Après la préparation des élèves, j’utilise le numérique pour leur faire réaliser des recherches ou encore de la création. Nous faisons ainsi des posters interactifs, à partager, ou encore des nuages de mots à la fin d’une séance, pour voir ce que les élèves ont retenu.
J’ai également un projet « tweet classe », sur Twitter, pour leur apprendre à appréhender les usages des réseaux sociaux, sur lesquels ils passent une partie de leur temps libre, mais de manière moins productive.
On peut même aller vers de la création audio, ou encore de la vidéo. Ma collègue documentaliste la pratique et anime même une web radio avec des collégiens.
Quoiqu’il arrive, je pense à ma séance en amont. Je définis ce qu’ils doivent apprendre, puis je vais ensuite chercher comment atteindre ce but. C’est là que je vais voir s’il peut être atteint avec l’aide du numérique. Je ne veux pas faire du tout numérique ou du tout papier. J’aime doser les usages, montrer aux élèves qu’il n’y a pas que les réseaux sociaux dans la vie.
De manière positive ! Le numérique leur parle, ils connaissent. C’est proche d’eux, donc il y a une motivation supplémentaire. C’est flagrant dans ma classe de SEGPA : les élèves demandent même à utiliser les tablettes.
Ils sont à l’aise dans le maniement des appareils, mais c’est vrai qu’il faut les cadrer sur les usages, s’assurer qu’ils ne regardent pas des vidéos en ligne pendant un cours. À ce titre, le filtrage de la navigation par Web Secure est très intéressant.
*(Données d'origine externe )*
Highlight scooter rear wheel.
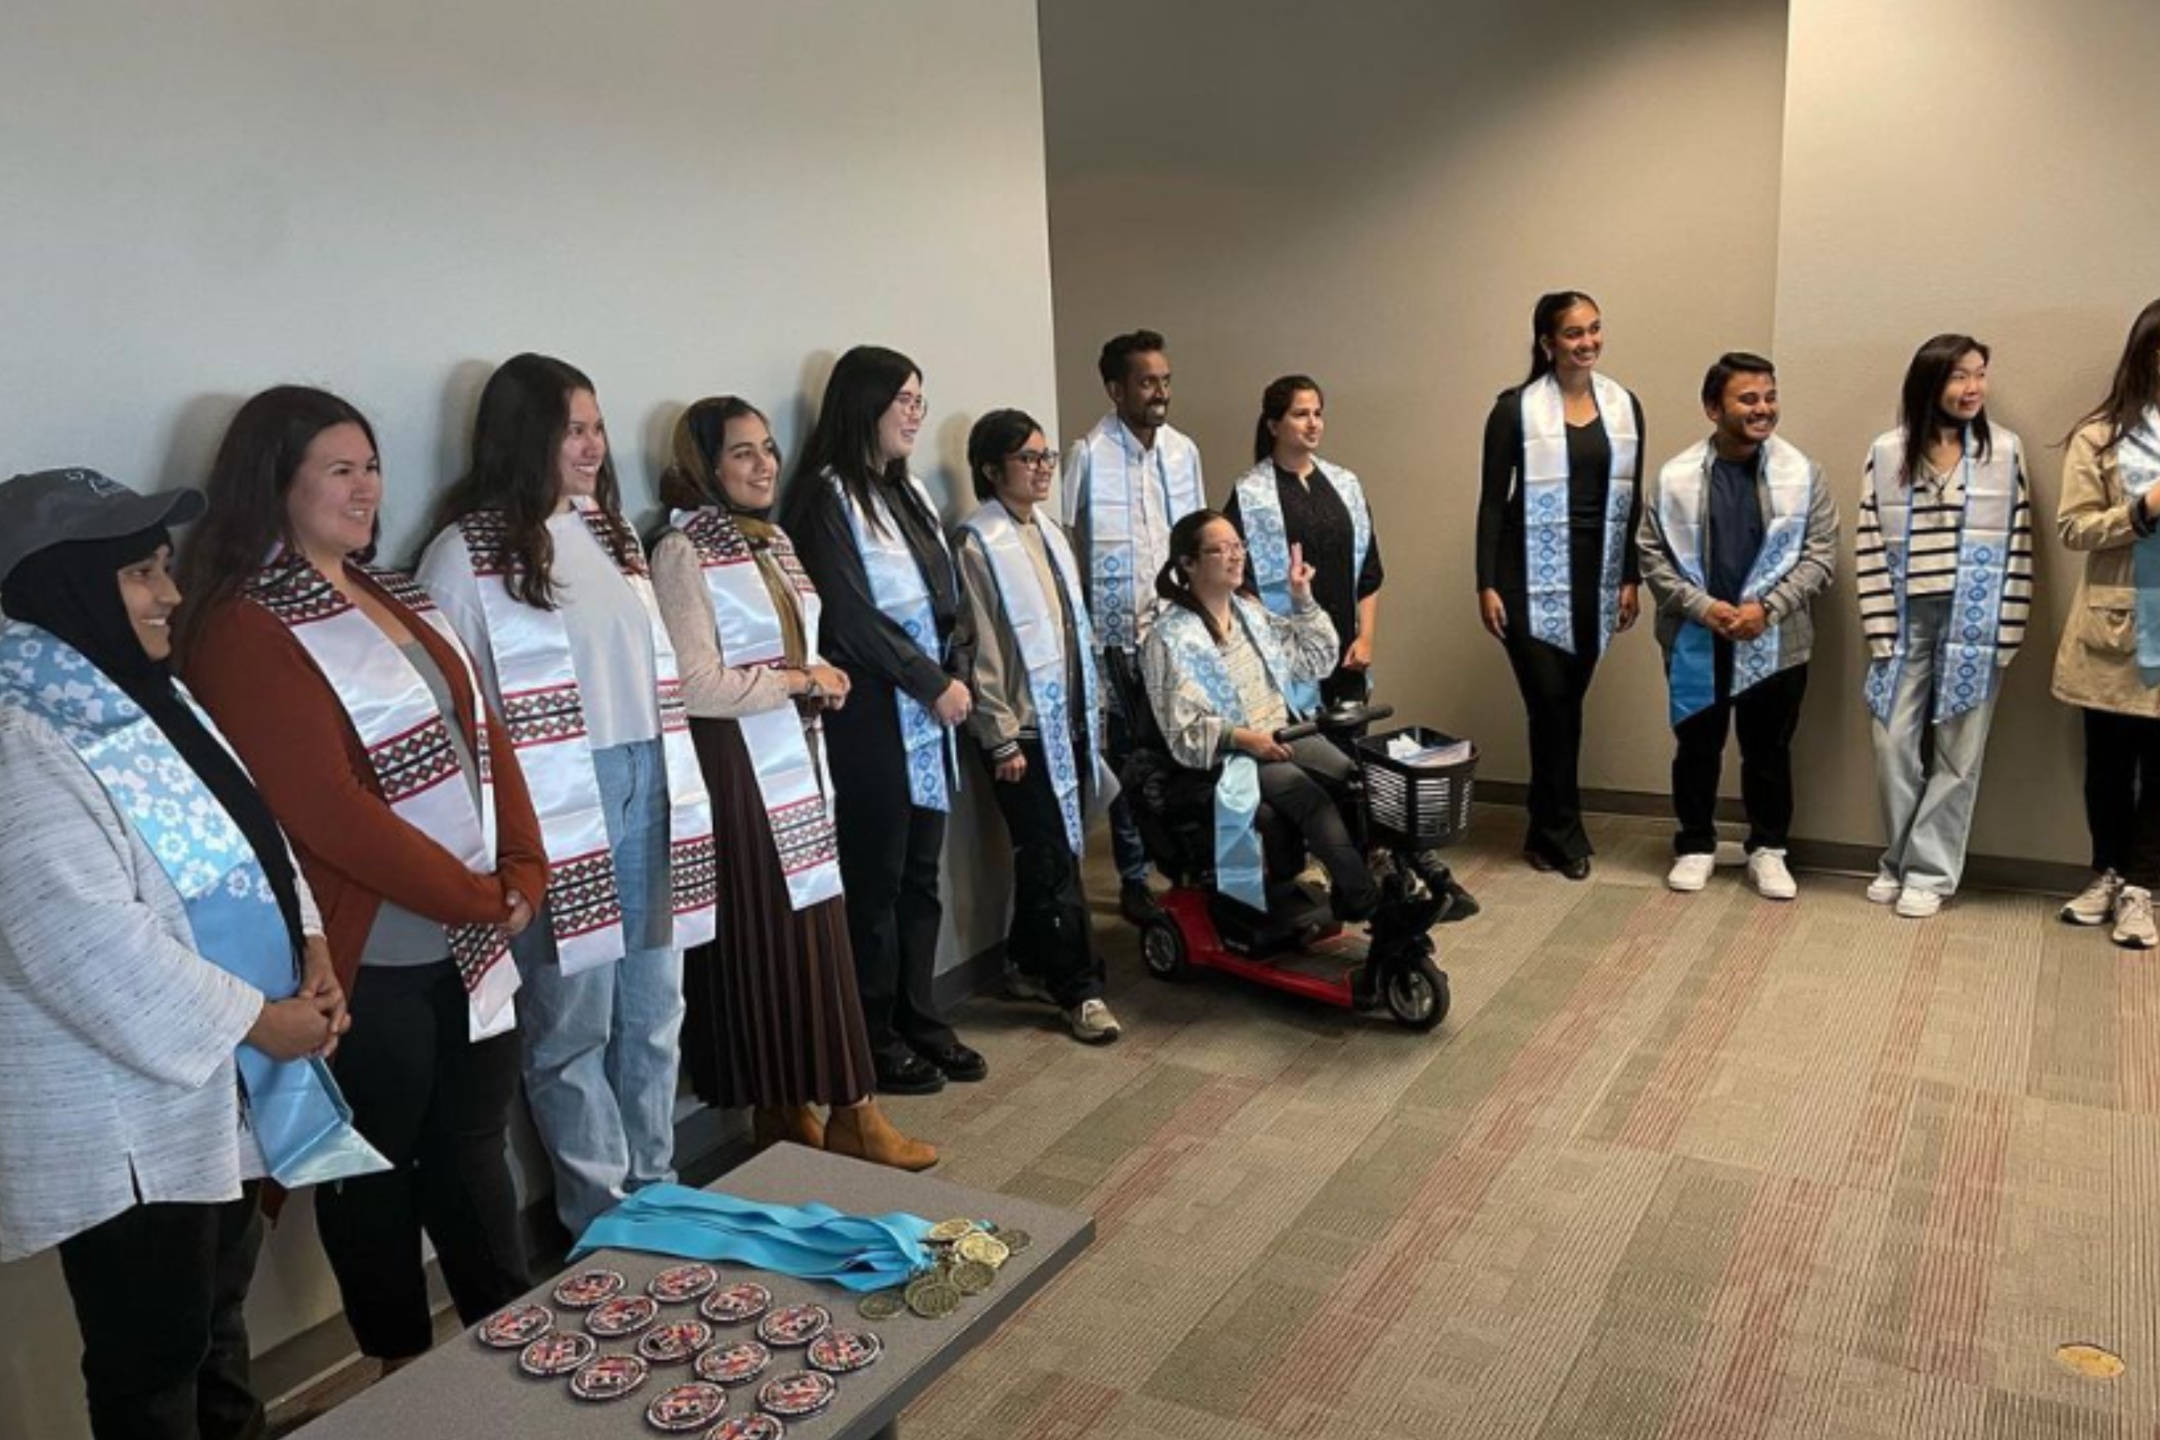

Mais les enfants ont l’habitude des écrans dès la primaire. Les TNI ont beaucoup de succès dans le premier degré. Quoi de mieux pour un enfant que d’aller au tableau pour faire bouger des choses sur un écran ?
L’apprentissage des bases, comme le travail en groupe, est essentiel avant d’utiliser le numérique en classe. Il faut leur inculquer ces notions pour qu’ils développent des soft skills, des compétences « douces ».
Ce n’est pas intuitif pour tout le monde. Il y a encore peu, l’essentiel des formations pour les enseignants concernait le traitement de texte. D’ailleurs les formations ne sont pas automatiques, il faut souvent se débrouiller tout seul, ce qui est compliqué quand on n’est pas forcément convaincu par l’usage du numérique et qu’on ne maîtrise pas ces outils.
Encore une fois, je dirais que depuis le premier confinement, 80 % des enseignants sont désormais conscients de l’intérêt des usages numériques. Cela s’est notamment traduit par une explosion des inscriptions dans des webinaires pour se former. Il y a aussi plus de formations sur des logiciels spécifiques, en géométrie par exemple.
Parallèlement, il existe aussi des collectifs de professeurs « connectés ». Les échanges sont nombreux, notamment sur Twitter, qui est un peu une salle des profs « geeks » ! Dès que quelqu’un pose une question, même pointue, un autre membre répond dans les minutes qui suivent.
Au début, des enseignants créaient eux-mêmes des ressources pédagogiques numériques. Ceux qui s’y connaissaient en informatique élaboraient des applications pour appuyer leur projet pédagogique, puis cela s’est institutionnalisé. Désormais, nous avons des bases de données de ressources pédagogiques, via le réseau Canopé notamment.
Ces ressources multiplient les usages, les moyens pédagogiques.